I'm not one of those disheartened Cubs fans obsessed with analyzing the zodiac, curses or bad omens. The North Side National League Ball Club -- okay, I can't bear to state their name again -- simply didn't show up. Their best line-up of mega-millionaire hitters didn't show up. Their best middle reliever in decades didn't show up. They saved their best pitcher for a ballgame he wasn't going to pitch. Their toughest, most balanced manager since Leo Durocher couldn't change their attitudes nor their performance when it counted.

Baseball is a matter of getting the most runs and limiting the other team to getting fewer runs.

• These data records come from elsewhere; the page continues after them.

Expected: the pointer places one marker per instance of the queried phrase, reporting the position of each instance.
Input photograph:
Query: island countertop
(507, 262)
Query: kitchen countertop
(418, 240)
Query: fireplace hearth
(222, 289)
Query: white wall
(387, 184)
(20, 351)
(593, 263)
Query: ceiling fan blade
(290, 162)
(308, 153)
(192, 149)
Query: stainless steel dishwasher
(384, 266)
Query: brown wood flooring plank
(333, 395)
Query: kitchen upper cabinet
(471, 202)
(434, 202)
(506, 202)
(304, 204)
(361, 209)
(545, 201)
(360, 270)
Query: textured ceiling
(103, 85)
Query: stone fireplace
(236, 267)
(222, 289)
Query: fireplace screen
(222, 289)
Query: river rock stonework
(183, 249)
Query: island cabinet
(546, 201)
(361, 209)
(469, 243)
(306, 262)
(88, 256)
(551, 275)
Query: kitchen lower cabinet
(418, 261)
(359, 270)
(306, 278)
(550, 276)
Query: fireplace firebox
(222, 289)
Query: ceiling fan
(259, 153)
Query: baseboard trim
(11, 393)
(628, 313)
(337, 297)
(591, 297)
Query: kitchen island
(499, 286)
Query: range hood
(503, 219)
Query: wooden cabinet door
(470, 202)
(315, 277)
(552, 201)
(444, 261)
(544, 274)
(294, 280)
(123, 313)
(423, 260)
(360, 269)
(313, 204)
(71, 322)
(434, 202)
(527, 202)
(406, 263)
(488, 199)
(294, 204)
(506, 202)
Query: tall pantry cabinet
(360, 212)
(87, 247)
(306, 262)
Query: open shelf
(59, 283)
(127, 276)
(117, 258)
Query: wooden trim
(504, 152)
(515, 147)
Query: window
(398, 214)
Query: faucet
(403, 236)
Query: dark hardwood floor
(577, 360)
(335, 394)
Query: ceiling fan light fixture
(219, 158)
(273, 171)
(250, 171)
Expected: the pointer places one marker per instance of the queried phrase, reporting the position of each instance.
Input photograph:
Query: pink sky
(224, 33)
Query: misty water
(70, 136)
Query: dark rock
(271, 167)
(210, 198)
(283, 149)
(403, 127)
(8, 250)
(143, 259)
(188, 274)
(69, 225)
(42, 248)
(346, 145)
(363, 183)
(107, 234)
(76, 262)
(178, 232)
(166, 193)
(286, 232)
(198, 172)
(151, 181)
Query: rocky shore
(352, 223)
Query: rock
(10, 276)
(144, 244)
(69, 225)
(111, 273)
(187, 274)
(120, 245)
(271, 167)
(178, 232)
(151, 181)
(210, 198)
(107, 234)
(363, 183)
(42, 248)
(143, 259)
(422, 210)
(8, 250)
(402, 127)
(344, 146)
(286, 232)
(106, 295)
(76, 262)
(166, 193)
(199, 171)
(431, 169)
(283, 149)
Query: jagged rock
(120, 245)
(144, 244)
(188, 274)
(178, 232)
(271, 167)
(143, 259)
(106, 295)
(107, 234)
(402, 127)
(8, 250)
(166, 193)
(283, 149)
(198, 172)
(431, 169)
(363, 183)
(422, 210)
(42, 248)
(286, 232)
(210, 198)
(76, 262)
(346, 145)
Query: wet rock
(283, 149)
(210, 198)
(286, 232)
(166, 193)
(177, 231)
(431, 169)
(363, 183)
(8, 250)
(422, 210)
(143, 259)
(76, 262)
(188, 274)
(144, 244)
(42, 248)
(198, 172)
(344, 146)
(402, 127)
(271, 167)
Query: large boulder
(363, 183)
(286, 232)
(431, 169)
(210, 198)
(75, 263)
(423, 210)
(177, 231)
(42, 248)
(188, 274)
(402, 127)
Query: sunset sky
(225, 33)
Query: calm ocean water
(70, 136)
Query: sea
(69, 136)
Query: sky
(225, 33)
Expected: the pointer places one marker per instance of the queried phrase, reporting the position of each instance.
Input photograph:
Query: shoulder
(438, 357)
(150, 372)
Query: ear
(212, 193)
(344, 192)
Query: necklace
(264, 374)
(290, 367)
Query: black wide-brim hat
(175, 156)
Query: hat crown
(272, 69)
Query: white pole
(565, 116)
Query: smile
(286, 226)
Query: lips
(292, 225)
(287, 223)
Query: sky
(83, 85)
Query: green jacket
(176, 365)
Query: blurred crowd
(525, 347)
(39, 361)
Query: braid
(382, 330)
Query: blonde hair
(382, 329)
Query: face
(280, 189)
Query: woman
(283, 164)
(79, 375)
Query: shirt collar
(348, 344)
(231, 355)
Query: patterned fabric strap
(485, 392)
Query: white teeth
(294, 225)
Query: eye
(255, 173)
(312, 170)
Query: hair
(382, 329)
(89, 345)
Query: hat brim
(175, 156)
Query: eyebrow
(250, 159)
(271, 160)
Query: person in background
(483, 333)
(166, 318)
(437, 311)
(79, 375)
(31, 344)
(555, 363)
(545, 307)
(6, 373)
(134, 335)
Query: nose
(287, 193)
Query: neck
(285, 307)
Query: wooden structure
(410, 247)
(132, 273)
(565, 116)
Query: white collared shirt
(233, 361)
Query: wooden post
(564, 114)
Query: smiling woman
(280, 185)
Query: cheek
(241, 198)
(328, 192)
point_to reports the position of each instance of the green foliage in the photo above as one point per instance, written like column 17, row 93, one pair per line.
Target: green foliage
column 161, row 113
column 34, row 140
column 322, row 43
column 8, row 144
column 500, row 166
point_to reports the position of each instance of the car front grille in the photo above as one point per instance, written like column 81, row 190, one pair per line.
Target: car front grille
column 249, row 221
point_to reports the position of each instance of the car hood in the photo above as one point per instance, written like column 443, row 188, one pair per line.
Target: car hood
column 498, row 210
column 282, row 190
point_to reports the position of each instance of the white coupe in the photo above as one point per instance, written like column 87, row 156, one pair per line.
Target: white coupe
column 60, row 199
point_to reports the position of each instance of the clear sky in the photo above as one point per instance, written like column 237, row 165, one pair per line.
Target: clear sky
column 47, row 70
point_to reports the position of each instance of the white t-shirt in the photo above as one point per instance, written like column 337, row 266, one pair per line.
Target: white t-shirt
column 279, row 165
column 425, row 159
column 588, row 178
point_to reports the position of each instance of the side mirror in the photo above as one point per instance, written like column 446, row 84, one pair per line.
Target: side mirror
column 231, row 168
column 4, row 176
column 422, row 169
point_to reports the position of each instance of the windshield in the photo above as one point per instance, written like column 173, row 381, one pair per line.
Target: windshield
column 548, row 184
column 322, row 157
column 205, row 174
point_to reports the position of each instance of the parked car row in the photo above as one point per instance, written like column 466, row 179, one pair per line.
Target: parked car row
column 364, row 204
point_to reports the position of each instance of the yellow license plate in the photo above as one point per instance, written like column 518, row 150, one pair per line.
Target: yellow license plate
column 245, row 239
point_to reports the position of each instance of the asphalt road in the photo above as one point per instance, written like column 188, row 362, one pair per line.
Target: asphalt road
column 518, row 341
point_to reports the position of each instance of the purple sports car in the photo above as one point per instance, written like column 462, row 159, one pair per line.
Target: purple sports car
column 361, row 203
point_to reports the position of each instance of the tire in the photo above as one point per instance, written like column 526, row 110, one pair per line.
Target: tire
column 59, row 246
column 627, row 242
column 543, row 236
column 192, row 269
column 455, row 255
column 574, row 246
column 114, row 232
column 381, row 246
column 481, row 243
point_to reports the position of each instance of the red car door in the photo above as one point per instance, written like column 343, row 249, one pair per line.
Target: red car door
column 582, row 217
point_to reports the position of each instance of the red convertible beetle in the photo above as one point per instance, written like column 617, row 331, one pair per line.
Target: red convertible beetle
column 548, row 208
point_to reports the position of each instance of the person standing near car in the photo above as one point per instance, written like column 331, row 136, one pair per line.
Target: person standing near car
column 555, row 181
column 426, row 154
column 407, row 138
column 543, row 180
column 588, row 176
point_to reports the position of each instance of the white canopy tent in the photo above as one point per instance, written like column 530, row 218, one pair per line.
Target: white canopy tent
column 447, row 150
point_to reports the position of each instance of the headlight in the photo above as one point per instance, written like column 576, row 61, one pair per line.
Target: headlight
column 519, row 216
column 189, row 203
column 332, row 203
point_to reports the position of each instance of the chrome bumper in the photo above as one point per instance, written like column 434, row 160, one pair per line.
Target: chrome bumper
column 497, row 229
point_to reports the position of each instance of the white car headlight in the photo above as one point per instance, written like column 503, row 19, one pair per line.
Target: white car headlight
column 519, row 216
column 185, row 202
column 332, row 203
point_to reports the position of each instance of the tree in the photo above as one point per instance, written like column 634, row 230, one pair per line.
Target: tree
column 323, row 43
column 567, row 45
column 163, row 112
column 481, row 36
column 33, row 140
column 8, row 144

The rest is commentary.

I'm not proud to say that I feel asleep before I could hear the end of two of their dismal losses and didn't even catch the coup de grace on Saturday.

It was depressing to have such hope and get brought low again. Staying up late negatively impacted my job performance. Was it worth it? To me, failure is far more instructive than success. It isn't that I didn't want to see the Cubs get to the World Series. And I didn't think this year was a bad one, despite its disappointing close. They just didn't have the mindset to win. It may have been in their hearts, but it certainly wasn't in their heads. They were defeated by themselves. I don't blame any of this on bad karma, goats, interfering fans or anything else. The Cubs barely played well enough to win the division and they weren't good enough to win one game against a team that had been playing consistently well all year. That's baseball. Sometimes lady luck turns against you, but she always favors the winner.

Life goes on. While the Cubs were learning some kind of wisdom (I hope), I was exploring the Indiana Dunes, making dinner for neighbors, working on two new books and taking a hike in unsually warm October weather. I saw a building that produced heat from the earth, my daughter Sarah found a nice watch along a hiker's trail and I took my daughters out to lunch.

Life goes on. Baseball seasons, though we can measure our lives by them, are not our lives, nor are they facsimiles of life. They are not metaphors. They are not examples. We love to win, but in the end we don't. We all face the same fate. Only baseball starts anew again in the winter, revs up in the spring, flies through the summer swelter and concludes its pageant in the fall. It's one of the few seasonally attuned experiences. It is the only major sport with no time limit. It is our link to when experience was measured in the time it took for a horse or train to get somewhere. We mostly leave the 21st century when we step into a ballpark. There are no nanoseconds. It is not digital. The human experience cannot be stored on a hard drive. Yet.

What draws us to this thread of our existence so brimming with hope that we dream about the crack of the bat and the smell of a kosher dog during the darkest days of January? And what is it about a group of spoiled manish-boy millionaires who so intrigue us that one ticket to a playoff game suddenly becomes worth $50,000? Is it the aspiration to end a century of frustration? Is it that we would like our children to see something totally splendid that they can share with their grandchildren?

All I can tell you is that each year I bring my father and my daughters to the ballpark for one reason. I don't really care if the Cubs win. I want them to be able to share something with 40,000 people simultaneously without seeing it on television, to sing the national anthem with a group of complete strangers, then to celebrate that communal experience again during the 7th-inning stretch. And we bask in this peculiar celebration of life in a park with ivy growing on the walls in the middle of one of the greatest cities ever. All of these people are there to indulge in something real. Nobody cares about politics, religion, race, class, war or famine here. It is all a bountiful banquet of spectacle. Eighteen men dancing around a white sphere for however long it takes to conclude the match. This is America! It works and it's a pretty damn good accomplishment of civilization. Cities use to fight wars against one another. Now they sell peanuts and beer and go home quietly after the game is over. No lions and Christians. No cannon fodder. No war reparations. There's always another season.

Does the Cubs loss hurt? Sure it does. But the pain makes me feel alive and I will be all healed come the end of March.